Sentry is totally dead

So we just deployed Sentry on-premise. It’s been working fine since Monday. Wednesday afternoon, it stopped receiving events completely. No errors, events were still being sent, and servers could still connect to the Sentry server, just nothing was being recorded.

Today I started to mess with it. I ran docker-compose down to try and restart it, but I got this error ERROR: error while removing network: network sentry_onpremise_default id XXX has active endpoints.

So I tried this suggestion from Github and ran docker network disconnect -f {network} {endpoint-name}, which I ran against the two endpoints sentry_onpremise_snuba-replacer_1 and sentry_onpremise_snuba-consumer_1.

I tried docker-compose up -d, but it didn’t start the snuba containers, it said the images were already there. Tried hitting the Sentry dashboard, but I got a connection reset error. Nothing. Dead.

I then tried docker-compose up -d --force-recreate, it recreated those two images, still Sentry was dead.

I then noticed my Sentry test server, which is still working fine, had a different list of containers, it had snuba-outcomes-consumer. I realized that this had only recently been added, so on my main Sentry server I ran install.sh to upgrade. Everything seemed to go fine, so I ran docker-compose up -d. Everything was green (no snuba-outcomes-consumer was listed), I hit Sentry again, and still dead. Connection reset.

At this point, I don’t know wtf to do with it. I’m a newbie with Docker, so I’m guessing I screwed something up. My newly deployed Sentry server is dead in the water, I can’t access the dashboard, and I’m not seeing any errors from anything.

Any help here would be truly appreciated.

It is a bit hard to decipher your setup from you description so your post may benefit from some clarification such as “I have 2 Sentry deployments, one for prod and one for testing.
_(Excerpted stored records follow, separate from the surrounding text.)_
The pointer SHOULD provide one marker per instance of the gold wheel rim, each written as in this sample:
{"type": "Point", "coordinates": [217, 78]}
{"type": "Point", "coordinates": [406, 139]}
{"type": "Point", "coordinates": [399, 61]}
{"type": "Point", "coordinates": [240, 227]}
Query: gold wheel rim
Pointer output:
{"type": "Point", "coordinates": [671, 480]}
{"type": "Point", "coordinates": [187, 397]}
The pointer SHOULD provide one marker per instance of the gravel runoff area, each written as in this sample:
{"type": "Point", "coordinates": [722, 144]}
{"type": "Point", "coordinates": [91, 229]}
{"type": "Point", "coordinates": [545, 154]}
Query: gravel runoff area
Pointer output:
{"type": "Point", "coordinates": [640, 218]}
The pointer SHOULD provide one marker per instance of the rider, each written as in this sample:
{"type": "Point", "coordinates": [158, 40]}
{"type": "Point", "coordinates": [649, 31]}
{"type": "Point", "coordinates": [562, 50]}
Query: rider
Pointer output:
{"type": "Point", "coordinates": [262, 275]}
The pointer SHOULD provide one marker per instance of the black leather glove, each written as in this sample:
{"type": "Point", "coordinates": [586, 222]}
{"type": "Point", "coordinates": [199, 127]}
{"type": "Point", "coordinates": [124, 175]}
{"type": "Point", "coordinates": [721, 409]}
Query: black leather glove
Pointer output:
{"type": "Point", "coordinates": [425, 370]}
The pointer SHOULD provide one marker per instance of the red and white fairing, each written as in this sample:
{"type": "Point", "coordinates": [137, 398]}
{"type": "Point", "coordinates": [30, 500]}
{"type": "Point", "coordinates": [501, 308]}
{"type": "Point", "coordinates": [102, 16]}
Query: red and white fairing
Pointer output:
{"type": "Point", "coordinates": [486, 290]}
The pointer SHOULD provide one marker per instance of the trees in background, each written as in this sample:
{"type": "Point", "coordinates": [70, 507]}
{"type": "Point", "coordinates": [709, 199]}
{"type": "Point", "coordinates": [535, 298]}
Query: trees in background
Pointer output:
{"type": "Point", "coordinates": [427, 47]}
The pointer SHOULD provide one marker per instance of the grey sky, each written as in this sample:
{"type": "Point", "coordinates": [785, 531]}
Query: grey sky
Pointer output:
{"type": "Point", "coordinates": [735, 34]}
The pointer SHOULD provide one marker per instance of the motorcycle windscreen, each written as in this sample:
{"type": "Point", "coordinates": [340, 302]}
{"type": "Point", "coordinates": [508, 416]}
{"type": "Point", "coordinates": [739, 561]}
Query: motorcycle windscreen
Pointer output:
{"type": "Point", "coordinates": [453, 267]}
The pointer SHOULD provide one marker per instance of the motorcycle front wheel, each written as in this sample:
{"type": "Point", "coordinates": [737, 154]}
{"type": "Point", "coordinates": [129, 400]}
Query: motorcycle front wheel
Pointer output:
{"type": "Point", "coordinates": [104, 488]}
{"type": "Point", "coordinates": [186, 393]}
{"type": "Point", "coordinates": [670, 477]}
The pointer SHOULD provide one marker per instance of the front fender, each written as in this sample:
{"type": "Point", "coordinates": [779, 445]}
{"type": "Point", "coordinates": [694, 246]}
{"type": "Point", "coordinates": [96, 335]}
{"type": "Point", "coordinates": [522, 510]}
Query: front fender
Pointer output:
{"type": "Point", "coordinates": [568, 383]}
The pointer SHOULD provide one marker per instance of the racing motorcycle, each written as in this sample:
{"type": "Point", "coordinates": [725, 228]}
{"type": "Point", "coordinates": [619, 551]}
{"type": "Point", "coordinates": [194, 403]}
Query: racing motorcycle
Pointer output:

They are at versions and . I did the following steps and here are the install and error logs.” etc.

From what I can tell, when you tried to run docker-compose down, snuba_replacer and snuba_consumer were still busy processing events. The post you refer to specifically mentions this command to be run ONLY if the containers are missing, which was not the case for you. Moreover, if you just want to “turn off” a deployment, the command is docker-compose stop, which retains the containers and the network. docker-compose down is akin to uninstalling something, trying to remove the network and containers and then even images and volumes if you pass certain flags.

No errors, events were still being sent, and servers could still connect to the Sentry server, just nothing was being recorded.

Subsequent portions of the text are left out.